CLOSING BELL: Shares of banks decline on fear of provisioning in the fourth quarter.
Higher provisions dampen UAE banking shares
Concerns that fourth quarter bank earnings across Abu Dhabi and Dubai maybe hit by higher provisions led to a subdued day's trading on the bourses.
First Gulf Bank, Abu Dhabi's third biggest lender by assets, fell 2.1 per cent to Dh18.10.
The bank announced on Sunday that its board had recommended the distribution of 75 million shares after the expiration of its buyback programme as bonus stock to its shareholders. Abu Dhabi Commercial Bank lost 0.4 per cent to Dh2.26 a share. Abu Dhabi Islamic Bank lost 0.6 per cent to Dh3.02.
In December, the central bank of the UAE ordered banks to increase provisions incurred from exposure of the Saad Group and Ahmed Hamad al Gosaibi and Brothers to 80 per cent by the end of the year, from 50 per cent.

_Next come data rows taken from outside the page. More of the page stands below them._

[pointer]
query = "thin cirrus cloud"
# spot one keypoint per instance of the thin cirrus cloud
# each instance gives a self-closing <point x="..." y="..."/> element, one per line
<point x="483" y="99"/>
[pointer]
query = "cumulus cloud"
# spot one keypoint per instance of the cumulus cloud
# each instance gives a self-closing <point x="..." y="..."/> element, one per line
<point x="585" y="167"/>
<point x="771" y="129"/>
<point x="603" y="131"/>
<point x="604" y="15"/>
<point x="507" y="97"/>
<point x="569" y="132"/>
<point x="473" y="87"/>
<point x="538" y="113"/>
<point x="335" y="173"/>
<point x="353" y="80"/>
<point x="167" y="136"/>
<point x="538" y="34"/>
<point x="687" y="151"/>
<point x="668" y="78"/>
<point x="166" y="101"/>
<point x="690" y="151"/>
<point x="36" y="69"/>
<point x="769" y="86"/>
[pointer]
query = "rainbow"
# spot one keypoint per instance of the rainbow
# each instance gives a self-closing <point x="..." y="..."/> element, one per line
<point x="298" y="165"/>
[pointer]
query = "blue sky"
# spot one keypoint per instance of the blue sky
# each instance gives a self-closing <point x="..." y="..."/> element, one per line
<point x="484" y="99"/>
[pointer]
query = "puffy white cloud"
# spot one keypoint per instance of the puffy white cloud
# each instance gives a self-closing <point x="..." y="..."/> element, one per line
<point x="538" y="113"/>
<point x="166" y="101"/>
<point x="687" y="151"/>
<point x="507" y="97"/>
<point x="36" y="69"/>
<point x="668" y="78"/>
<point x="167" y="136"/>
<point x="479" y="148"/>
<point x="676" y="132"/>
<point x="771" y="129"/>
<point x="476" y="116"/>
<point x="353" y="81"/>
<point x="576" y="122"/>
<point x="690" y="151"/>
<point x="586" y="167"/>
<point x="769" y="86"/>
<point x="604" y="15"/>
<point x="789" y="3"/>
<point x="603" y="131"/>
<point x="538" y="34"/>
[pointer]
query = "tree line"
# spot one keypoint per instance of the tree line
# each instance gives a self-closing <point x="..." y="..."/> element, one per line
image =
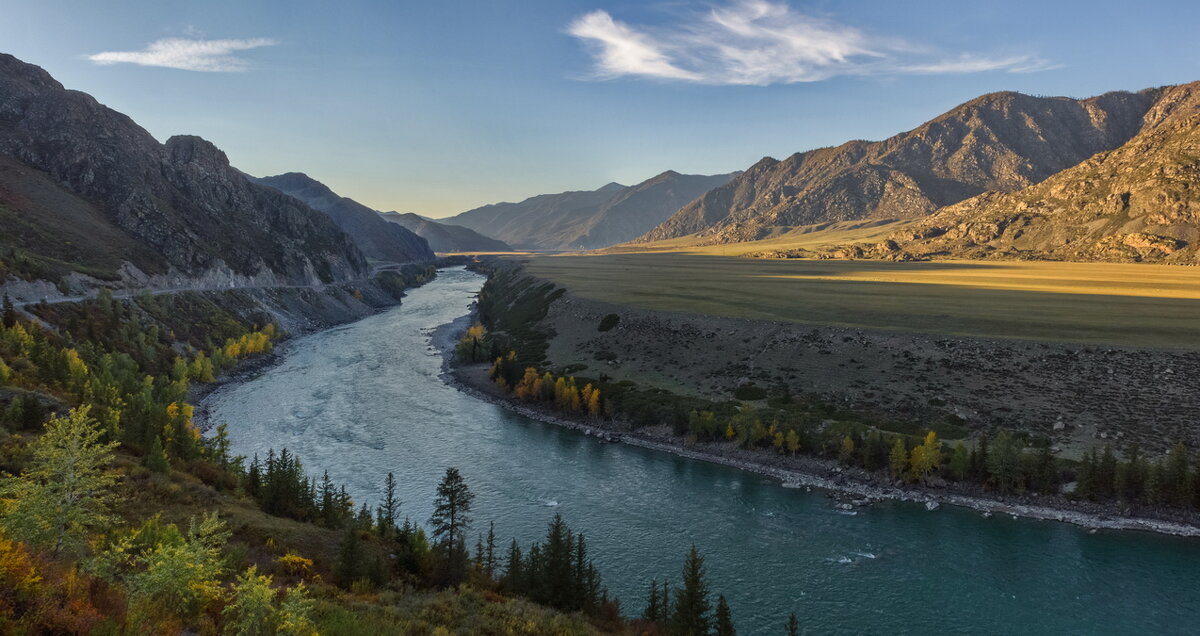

"The issues are still not over, nothing is clear yet," said Amied Kanaan, the general manager at Al Jazira Financial Services in Dubai. "Investors are still worried about the economy in general, nobody is confident at the moment. We are all thinking about debts, defaults, and restructuring," he said.
Property stocks also fell after The National reported on Sunday that rents in Abu Dhabi fell as much as 16 per cent in the last three months. Losses were led by RAK Properties, which dropped 4.2 per cent to 45 fils a share. Aldar Properties lost 2 per cent to Dh2.40. The Abu Dhabi Securities Exchange General Index lost 0.3 per cent to 2754.73.

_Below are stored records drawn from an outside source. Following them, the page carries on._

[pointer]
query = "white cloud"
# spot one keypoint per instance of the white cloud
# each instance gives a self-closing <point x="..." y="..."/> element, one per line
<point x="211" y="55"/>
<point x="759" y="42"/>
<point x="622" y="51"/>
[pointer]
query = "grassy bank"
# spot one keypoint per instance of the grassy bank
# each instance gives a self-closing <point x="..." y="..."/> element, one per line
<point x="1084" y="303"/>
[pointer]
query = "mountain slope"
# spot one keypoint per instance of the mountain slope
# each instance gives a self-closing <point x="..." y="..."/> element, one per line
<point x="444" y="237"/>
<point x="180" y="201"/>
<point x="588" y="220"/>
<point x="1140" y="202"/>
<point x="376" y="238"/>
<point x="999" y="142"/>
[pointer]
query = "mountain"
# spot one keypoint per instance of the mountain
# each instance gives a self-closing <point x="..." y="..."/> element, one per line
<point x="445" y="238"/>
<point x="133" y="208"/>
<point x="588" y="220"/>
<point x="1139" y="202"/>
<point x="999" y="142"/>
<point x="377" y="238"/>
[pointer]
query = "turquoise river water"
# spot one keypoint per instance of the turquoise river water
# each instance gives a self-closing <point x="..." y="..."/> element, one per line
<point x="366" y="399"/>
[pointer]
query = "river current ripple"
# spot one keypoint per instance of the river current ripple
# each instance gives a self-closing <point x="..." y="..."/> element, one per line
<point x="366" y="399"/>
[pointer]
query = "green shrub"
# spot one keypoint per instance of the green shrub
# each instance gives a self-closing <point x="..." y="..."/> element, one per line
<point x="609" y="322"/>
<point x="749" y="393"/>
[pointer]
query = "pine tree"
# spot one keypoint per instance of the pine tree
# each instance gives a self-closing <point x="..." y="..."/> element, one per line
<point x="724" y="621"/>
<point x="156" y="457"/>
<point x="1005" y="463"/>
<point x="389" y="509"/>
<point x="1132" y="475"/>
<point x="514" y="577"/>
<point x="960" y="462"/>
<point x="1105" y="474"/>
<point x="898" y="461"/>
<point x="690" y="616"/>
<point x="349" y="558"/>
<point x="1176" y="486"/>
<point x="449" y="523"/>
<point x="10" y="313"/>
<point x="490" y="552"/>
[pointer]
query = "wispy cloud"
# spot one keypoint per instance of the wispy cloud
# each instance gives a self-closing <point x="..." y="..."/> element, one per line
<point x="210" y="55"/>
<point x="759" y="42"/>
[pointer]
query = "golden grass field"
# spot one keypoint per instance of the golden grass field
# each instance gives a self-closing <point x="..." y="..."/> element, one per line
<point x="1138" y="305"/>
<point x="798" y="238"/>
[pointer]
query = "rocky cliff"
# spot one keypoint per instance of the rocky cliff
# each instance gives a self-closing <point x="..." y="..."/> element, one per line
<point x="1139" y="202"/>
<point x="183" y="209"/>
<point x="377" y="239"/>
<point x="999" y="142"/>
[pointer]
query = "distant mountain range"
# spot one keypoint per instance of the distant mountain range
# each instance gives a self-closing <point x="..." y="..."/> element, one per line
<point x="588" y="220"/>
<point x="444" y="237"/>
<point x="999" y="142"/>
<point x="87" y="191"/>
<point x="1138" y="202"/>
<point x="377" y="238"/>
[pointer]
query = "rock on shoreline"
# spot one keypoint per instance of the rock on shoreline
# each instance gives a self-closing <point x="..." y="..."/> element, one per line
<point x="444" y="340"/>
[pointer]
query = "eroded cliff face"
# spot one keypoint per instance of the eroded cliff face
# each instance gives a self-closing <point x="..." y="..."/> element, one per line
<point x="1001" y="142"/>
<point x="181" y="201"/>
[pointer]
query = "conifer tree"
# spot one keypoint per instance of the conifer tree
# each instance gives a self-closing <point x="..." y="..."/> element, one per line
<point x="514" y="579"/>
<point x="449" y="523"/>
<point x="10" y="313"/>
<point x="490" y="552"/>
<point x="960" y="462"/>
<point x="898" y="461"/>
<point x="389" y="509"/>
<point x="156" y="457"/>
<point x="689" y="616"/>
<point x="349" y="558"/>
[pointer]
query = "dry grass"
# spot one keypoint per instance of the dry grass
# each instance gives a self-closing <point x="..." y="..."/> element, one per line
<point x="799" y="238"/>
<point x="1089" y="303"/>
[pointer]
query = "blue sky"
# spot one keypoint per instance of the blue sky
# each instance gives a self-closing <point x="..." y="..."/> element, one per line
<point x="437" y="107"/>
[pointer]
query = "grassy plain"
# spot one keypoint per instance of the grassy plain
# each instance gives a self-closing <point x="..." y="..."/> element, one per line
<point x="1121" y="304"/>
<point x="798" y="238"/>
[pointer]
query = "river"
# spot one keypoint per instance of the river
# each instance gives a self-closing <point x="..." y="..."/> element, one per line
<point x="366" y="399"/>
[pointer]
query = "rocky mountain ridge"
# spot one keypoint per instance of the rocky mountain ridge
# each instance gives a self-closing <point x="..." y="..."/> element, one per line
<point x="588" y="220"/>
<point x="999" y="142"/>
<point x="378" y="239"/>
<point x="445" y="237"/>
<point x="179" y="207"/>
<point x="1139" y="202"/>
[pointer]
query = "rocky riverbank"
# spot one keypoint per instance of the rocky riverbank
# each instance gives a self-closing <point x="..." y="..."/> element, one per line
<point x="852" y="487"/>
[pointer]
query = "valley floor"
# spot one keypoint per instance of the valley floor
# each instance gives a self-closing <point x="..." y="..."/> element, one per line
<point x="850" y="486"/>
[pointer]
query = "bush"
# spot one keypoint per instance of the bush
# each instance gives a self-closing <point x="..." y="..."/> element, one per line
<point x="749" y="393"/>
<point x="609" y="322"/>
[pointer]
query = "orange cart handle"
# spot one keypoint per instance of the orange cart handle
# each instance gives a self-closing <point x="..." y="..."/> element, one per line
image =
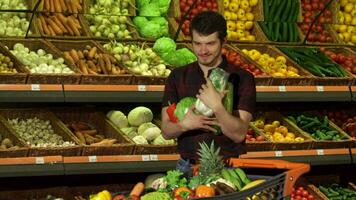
<point x="295" y="170"/>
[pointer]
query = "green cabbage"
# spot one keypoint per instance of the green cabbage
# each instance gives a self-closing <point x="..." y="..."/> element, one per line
<point x="161" y="141"/>
<point x="157" y="196"/>
<point x="182" y="107"/>
<point x="164" y="45"/>
<point x="118" y="118"/>
<point x="218" y="78"/>
<point x="131" y="132"/>
<point x="139" y="115"/>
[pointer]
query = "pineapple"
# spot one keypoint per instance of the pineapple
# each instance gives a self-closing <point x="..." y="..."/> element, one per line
<point x="211" y="163"/>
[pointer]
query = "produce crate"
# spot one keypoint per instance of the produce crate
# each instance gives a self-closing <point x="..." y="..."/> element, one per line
<point x="141" y="79"/>
<point x="57" y="126"/>
<point x="124" y="145"/>
<point x="315" y="80"/>
<point x="130" y="26"/>
<point x="13" y="78"/>
<point x="94" y="79"/>
<point x="260" y="79"/>
<point x="5" y="132"/>
<point x="51" y="11"/>
<point x="304" y="79"/>
<point x="324" y="180"/>
<point x="288" y="145"/>
<point x="280" y="177"/>
<point x="325" y="144"/>
<point x="39" y="78"/>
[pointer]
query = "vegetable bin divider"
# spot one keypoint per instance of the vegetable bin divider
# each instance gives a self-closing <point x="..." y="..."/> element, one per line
<point x="6" y="132"/>
<point x="95" y="79"/>
<point x="303" y="79"/>
<point x="44" y="78"/>
<point x="280" y="145"/>
<point x="282" y="182"/>
<point x="20" y="77"/>
<point x="265" y="80"/>
<point x="102" y="125"/>
<point x="57" y="126"/>
<point x="325" y="144"/>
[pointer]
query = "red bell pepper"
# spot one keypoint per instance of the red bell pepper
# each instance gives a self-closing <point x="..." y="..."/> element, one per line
<point x="170" y="111"/>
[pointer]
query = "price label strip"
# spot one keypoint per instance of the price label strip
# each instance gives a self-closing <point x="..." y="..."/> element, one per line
<point x="35" y="87"/>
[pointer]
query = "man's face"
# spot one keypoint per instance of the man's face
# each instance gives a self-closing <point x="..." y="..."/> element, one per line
<point x="207" y="48"/>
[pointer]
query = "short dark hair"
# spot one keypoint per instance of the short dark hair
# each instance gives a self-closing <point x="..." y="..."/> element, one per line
<point x="208" y="22"/>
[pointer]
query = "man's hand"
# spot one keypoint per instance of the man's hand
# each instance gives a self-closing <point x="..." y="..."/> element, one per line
<point x="210" y="97"/>
<point x="193" y="121"/>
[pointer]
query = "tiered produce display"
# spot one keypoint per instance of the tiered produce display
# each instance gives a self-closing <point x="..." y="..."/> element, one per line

In Dubai, Emaar Properties, which holds the largest weighting on Dubai's main measure, lost half a per cent to Dh3.51 a share. EmiratesNBD, Dubai's biggest lender, lost 2 per cent to Dh2.94. The Dubai Financial Market General Index declined 0.4 per cent to 1658.69
Elsewhere in the region, Kuwait's measure declined by 0.2 per cent to 6946.90. Bahrain's measure remained unchanged at 1428.70. Oman's index lost 0.4 per cent to 6916.95. Qatar's measure lost 0.2 per cent to 8993.63. The Saudi Tadawul All-Share Index lost 0.2 per cent to 6704.52.